# How did you first discover the different drip methods?



## radam87 (Sep 27, 2017)

Hi

Looking to get into drip but I don't know anywhere that serves coffee by the methods or allows demos of equipment.

I am in Stoke on Trent.

Any tips on how I can try these before buying the equipment?

Many thanks


----------



## johnealey (May 19, 2014)

Have tried / got most drip methods short of a large Japanese cold drip tower!

If just for yourself then the easiest method have found is probably either the clever dripper or for a stronger brew type the Aeropress, neither of which will upset the bank manager nor require pouring kettles, additional kit.

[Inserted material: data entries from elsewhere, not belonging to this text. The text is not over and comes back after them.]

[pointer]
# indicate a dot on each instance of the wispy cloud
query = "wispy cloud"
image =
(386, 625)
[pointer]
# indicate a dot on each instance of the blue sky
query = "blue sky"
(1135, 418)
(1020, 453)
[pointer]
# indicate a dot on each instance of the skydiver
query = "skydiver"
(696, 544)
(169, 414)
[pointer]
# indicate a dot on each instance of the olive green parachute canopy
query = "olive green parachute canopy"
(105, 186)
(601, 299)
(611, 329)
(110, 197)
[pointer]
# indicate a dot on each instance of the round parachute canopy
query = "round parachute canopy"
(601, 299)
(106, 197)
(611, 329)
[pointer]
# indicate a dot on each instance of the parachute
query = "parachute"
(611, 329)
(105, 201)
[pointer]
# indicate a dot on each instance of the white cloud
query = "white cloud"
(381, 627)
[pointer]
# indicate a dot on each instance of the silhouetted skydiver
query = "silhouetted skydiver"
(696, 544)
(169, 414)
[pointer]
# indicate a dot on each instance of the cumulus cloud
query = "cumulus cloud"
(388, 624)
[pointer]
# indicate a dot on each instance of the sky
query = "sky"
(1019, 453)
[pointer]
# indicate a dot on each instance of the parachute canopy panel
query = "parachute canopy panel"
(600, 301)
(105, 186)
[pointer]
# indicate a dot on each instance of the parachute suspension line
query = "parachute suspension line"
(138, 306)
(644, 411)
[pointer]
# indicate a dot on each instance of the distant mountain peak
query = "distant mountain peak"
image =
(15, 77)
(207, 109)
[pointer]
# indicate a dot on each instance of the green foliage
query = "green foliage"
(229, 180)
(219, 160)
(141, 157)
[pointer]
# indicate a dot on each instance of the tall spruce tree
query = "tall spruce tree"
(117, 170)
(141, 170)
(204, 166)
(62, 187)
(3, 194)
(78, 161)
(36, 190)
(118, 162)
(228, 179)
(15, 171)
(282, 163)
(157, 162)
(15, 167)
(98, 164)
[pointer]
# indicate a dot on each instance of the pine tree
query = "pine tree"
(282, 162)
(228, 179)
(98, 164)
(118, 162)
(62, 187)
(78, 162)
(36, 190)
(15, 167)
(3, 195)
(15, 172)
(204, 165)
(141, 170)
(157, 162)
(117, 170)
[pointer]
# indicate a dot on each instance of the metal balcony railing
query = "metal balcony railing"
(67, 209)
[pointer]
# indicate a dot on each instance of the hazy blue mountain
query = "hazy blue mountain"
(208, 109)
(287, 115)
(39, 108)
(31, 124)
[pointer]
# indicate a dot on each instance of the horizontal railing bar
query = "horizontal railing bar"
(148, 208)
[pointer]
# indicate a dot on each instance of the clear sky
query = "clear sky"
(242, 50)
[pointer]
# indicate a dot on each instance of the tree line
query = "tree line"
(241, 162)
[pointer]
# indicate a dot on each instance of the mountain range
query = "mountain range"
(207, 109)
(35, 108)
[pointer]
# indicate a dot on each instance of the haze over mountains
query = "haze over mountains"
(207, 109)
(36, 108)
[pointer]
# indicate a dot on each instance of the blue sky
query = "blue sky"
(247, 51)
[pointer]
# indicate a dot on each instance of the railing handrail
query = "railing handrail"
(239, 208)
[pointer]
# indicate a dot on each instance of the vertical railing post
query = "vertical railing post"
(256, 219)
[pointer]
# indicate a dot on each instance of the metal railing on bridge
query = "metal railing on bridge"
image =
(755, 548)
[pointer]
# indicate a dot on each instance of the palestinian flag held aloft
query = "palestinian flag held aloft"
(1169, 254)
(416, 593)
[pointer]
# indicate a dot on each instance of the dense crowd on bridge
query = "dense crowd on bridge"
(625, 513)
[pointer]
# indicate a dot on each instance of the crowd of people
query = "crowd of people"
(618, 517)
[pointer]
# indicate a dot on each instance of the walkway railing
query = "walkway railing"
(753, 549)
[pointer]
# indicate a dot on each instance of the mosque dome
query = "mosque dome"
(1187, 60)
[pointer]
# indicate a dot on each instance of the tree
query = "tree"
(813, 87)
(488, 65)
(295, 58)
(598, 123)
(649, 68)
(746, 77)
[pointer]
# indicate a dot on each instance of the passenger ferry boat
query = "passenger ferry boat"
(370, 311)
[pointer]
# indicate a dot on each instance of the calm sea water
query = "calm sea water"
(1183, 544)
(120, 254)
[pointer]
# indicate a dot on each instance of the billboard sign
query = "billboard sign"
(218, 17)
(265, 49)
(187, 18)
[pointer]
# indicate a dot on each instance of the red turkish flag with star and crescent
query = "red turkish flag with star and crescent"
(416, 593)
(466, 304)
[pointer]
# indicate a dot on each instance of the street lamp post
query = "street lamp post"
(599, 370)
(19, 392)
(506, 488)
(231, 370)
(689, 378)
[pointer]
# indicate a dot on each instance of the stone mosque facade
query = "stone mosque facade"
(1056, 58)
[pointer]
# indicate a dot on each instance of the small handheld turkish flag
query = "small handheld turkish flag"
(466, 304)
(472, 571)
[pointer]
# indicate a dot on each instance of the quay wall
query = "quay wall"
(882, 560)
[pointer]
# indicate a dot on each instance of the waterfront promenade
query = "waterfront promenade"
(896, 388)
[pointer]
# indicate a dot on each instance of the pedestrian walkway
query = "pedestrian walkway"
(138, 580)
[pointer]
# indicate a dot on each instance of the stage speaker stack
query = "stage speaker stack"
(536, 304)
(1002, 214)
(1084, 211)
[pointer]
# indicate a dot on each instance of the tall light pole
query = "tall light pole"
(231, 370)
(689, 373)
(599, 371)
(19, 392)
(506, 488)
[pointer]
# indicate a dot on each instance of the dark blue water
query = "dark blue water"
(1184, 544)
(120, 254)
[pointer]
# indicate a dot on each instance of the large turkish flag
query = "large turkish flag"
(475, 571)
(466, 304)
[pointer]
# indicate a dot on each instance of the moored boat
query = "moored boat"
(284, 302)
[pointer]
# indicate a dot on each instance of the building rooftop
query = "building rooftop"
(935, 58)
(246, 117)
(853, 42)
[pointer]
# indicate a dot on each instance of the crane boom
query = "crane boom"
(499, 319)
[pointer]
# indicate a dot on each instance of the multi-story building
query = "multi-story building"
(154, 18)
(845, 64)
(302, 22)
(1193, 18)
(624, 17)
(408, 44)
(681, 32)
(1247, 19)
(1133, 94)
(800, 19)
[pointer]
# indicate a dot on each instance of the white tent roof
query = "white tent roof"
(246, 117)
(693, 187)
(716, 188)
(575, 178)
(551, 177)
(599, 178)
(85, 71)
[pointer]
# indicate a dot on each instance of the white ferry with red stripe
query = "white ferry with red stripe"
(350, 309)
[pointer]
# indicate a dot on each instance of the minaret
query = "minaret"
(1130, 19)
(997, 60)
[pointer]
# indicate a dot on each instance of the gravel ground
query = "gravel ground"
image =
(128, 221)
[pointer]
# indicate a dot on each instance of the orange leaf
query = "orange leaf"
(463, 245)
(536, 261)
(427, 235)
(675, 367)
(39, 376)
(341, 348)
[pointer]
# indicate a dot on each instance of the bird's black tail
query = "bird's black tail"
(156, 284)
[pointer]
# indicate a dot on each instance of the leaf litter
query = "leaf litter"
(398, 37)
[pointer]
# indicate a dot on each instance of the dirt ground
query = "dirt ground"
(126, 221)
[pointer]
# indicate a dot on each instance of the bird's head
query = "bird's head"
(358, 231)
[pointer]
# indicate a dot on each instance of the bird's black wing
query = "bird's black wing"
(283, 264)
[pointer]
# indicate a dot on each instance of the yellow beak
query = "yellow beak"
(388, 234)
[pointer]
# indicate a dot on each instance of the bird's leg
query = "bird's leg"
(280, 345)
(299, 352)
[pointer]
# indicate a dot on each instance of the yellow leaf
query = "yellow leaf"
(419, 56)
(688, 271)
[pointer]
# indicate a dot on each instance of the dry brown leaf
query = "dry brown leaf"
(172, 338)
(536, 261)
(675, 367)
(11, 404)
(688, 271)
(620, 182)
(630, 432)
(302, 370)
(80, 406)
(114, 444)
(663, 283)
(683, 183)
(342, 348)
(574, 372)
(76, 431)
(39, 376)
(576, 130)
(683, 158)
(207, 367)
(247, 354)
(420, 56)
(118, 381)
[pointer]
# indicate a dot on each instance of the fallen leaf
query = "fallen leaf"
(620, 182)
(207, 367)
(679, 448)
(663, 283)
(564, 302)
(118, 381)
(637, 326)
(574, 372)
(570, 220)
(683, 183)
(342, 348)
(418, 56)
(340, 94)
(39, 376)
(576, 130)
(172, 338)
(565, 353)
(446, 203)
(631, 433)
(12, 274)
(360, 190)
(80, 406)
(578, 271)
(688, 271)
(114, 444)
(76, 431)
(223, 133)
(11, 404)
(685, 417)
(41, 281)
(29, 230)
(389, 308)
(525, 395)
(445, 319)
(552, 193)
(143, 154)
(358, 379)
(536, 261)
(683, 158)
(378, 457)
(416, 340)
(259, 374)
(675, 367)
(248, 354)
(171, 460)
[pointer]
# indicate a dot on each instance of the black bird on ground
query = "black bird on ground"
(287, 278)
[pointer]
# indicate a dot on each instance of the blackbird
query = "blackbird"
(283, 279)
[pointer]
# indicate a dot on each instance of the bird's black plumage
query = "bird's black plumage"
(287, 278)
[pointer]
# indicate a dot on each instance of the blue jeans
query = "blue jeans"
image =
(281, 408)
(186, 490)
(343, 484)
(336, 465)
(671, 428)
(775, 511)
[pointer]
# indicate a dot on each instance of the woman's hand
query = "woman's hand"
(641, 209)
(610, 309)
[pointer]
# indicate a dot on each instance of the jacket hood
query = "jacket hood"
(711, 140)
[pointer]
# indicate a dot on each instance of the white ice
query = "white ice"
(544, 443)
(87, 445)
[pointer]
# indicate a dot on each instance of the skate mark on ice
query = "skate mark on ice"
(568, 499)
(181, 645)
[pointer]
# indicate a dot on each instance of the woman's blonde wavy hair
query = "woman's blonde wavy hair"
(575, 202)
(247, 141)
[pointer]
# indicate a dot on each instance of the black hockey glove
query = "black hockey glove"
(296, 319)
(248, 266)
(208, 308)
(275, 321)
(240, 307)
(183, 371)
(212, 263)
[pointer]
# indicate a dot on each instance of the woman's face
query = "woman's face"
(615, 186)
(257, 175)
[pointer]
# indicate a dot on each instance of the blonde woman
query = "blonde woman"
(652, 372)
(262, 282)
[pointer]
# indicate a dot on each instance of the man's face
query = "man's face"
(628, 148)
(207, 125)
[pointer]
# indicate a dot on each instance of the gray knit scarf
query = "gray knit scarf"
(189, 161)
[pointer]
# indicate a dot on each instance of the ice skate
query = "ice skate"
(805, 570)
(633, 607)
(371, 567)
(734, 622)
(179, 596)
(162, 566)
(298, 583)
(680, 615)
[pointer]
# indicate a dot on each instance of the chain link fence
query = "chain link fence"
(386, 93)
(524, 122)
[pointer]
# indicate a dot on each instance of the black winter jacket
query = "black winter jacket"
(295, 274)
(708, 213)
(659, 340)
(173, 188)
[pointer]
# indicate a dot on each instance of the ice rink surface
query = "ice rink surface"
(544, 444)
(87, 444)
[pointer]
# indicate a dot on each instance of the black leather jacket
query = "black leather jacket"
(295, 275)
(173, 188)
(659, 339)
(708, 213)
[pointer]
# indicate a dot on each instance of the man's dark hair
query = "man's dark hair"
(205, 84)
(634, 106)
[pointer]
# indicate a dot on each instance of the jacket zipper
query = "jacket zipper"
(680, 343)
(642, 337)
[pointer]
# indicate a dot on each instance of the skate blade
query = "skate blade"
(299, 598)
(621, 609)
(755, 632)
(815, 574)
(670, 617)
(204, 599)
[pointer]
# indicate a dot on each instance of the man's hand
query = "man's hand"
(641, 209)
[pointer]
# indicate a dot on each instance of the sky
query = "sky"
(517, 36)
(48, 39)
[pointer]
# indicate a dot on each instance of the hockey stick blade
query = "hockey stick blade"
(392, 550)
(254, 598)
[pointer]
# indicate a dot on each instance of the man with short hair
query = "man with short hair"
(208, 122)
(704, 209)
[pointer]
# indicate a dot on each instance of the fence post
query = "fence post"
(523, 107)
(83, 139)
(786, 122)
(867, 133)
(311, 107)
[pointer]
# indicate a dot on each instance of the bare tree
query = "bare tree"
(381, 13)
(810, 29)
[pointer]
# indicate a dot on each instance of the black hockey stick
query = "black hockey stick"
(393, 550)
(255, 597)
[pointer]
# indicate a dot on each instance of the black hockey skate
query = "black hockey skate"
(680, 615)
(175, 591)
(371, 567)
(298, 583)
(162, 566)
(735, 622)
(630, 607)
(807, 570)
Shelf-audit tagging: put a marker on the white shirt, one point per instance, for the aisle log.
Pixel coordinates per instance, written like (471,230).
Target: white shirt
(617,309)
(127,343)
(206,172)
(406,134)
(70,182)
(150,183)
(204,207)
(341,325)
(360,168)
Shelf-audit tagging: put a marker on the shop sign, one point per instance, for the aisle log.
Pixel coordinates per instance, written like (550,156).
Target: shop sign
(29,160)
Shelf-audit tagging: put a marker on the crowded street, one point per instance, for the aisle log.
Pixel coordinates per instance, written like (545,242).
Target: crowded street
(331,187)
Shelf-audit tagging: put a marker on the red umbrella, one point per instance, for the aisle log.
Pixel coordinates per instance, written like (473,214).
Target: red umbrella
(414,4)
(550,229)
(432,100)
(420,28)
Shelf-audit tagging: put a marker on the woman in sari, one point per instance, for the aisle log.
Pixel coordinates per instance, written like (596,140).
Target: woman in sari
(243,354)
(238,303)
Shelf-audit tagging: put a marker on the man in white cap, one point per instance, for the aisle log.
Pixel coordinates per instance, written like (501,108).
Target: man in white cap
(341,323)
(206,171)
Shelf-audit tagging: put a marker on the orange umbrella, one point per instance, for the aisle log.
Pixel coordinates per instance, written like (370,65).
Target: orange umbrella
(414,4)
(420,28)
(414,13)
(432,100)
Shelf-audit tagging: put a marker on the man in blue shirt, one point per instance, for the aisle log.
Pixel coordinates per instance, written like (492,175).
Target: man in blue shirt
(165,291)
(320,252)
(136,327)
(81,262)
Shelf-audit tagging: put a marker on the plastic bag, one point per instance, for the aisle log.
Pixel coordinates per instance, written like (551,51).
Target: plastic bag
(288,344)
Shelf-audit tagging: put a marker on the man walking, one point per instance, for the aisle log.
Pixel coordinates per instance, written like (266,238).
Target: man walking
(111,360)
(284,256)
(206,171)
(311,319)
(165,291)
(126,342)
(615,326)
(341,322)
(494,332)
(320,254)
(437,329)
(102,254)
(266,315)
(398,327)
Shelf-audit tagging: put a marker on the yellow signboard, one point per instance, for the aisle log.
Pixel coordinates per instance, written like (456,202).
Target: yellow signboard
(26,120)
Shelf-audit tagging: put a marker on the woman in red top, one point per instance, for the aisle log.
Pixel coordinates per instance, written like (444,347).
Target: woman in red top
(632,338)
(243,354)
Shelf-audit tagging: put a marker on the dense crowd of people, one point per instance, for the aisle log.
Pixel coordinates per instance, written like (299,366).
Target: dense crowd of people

if for more than one, having seen your other thread on Chemex, in the workplace this has probably got a short lifespan as only takes one comedian to wack the tap whilst washing...A French press / Cafetiere, which can also be broken tap vs glass, is a much better proposition and can get some very tasty brews with good coffee and steeping techniques. Time am presuming is also a factor even if only for prep hence suggesting immersion over drip.

You could always go down the v60 route straight into a cup and not use a pouring kettle but you will not get the best out of it or your coffee.

Other options for 1 cups include Kalita Kantans or caffe Uno's https://www.hasbean.co.uk/collections/kalita which serve me better than general offerings on the road and stick with the drip process.

Hope of help

John

p.s. persuade your work that fitting an inline filter will save them thousands in replacement boilers (assuming of course there isn't one tucked away somewhere, follow the water inlet pipe back) added bonus being tastier brews


----------



## Mrboots2u (May 10, 2013)

https://www.hasbean.co.uk/collections/training/products/hasbean-home-brewing-class

HasBean are near you arent they ?


----------



## radam87 (Sep 27, 2017)

Mrboots2u said:


> https://www.hasbean.co.uk/collections/training/products/hasbean-home-brewing-class
> 
> HasBean are near you arent they ?


Yes - very.


----------